BEIJING • The killing of a Chinese citizen by Islamic State in Iraq and Syria (ISIS) has shone the spotlight on China's paucity of options when its people are kidnapped abroad, despite its growing military prowess and international profile.
Adding to concerns, China's state-run Xinhua news agency said there were at least seven Chinese guests among those taken hostage by gunmen at a hotel in Mali's capital Bamako yesterday.
With its forces untried abroad and its diplomatic influence limited in the Middle East, it is handicapped when faced with cases like hostage Fan Jinghui, whose killing was announced this week by ISIS militants.

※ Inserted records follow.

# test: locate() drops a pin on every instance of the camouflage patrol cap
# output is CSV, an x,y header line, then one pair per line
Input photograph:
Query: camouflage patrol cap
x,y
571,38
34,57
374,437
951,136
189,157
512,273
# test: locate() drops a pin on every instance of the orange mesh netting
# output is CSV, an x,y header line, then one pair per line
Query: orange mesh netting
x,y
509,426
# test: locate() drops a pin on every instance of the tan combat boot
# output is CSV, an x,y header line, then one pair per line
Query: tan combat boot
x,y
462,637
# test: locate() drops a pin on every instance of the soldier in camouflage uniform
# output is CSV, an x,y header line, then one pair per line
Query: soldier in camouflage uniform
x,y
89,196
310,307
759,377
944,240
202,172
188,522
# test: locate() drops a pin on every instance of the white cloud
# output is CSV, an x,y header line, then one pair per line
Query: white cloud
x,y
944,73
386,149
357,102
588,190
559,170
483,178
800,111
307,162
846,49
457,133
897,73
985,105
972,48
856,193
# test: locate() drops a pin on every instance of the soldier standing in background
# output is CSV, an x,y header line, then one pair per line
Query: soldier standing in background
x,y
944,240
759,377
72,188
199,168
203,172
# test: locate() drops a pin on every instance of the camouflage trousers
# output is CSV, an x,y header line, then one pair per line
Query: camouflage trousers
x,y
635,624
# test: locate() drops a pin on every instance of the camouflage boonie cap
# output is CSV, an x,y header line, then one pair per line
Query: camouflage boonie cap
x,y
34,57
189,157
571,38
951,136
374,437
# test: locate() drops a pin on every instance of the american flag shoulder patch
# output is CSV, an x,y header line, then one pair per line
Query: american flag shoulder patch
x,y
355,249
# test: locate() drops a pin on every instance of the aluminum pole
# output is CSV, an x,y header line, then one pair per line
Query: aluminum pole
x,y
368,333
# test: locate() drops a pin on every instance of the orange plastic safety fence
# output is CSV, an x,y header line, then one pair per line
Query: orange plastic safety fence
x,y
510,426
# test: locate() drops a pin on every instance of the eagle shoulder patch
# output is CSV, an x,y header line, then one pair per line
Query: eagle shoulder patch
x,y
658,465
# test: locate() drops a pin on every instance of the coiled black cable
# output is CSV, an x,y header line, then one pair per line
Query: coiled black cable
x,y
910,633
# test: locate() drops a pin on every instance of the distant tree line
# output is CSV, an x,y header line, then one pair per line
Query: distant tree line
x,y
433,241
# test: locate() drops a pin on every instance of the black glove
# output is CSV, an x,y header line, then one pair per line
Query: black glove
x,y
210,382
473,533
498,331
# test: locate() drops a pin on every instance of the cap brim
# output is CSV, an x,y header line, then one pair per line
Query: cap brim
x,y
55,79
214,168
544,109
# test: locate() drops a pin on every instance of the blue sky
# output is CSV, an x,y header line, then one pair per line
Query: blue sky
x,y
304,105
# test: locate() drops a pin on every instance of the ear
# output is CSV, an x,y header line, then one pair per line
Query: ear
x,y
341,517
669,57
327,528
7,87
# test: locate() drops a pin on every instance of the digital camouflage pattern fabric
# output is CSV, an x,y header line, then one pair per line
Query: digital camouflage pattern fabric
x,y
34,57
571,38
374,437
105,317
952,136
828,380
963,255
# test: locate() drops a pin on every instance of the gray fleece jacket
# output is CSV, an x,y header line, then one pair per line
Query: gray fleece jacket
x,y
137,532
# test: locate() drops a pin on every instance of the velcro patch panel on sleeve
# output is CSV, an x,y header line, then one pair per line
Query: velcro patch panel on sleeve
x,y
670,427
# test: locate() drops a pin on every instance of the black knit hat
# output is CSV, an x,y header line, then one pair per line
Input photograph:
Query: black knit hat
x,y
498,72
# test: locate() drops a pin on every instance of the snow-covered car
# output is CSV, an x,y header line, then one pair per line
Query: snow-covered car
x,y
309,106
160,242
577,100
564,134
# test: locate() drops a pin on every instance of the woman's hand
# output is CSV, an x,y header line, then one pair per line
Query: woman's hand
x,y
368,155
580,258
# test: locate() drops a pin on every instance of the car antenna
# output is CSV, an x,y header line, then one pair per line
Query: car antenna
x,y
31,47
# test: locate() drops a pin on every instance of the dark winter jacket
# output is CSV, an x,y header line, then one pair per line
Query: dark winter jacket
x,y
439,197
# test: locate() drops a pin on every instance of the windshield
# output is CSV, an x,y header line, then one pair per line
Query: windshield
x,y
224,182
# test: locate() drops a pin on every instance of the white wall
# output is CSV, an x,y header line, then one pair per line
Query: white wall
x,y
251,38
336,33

China has previously obtained the release of workers kidnapped in places like Pakistan and Africa, though diplomats say it is often by paying ransoms.
To address the vulnerability of its growing global commercial and diplomatic interests, Beijing is currently considering a law that would create a legal framework for sending troops abroad on counter-terrorism missions. Article 76 would authorise the military, as well as state and public security personnel, to conduct counter-terrorism operations abroad with the approval of the relevant country.
The draft law was made public late last year, but it is not clear when it may be passed. China's security chief said this week in the wake of the Paris attacks that the government needed to get on with it.
China tends to leave Middle Eastern diplomacy to the other five permanent members of the United Nations Security Council, namely the US, Britain, France and Russia.
"China would not do anything without United Nations' authority," said a source familiar with China's diplomatic thinking, dismissing the possibility of secret raids in Syria by Chinese military rescuers.
The Chinese Foreign Ministry said it activated an emergency mechanism to try to save Mr Fan, but has given no details.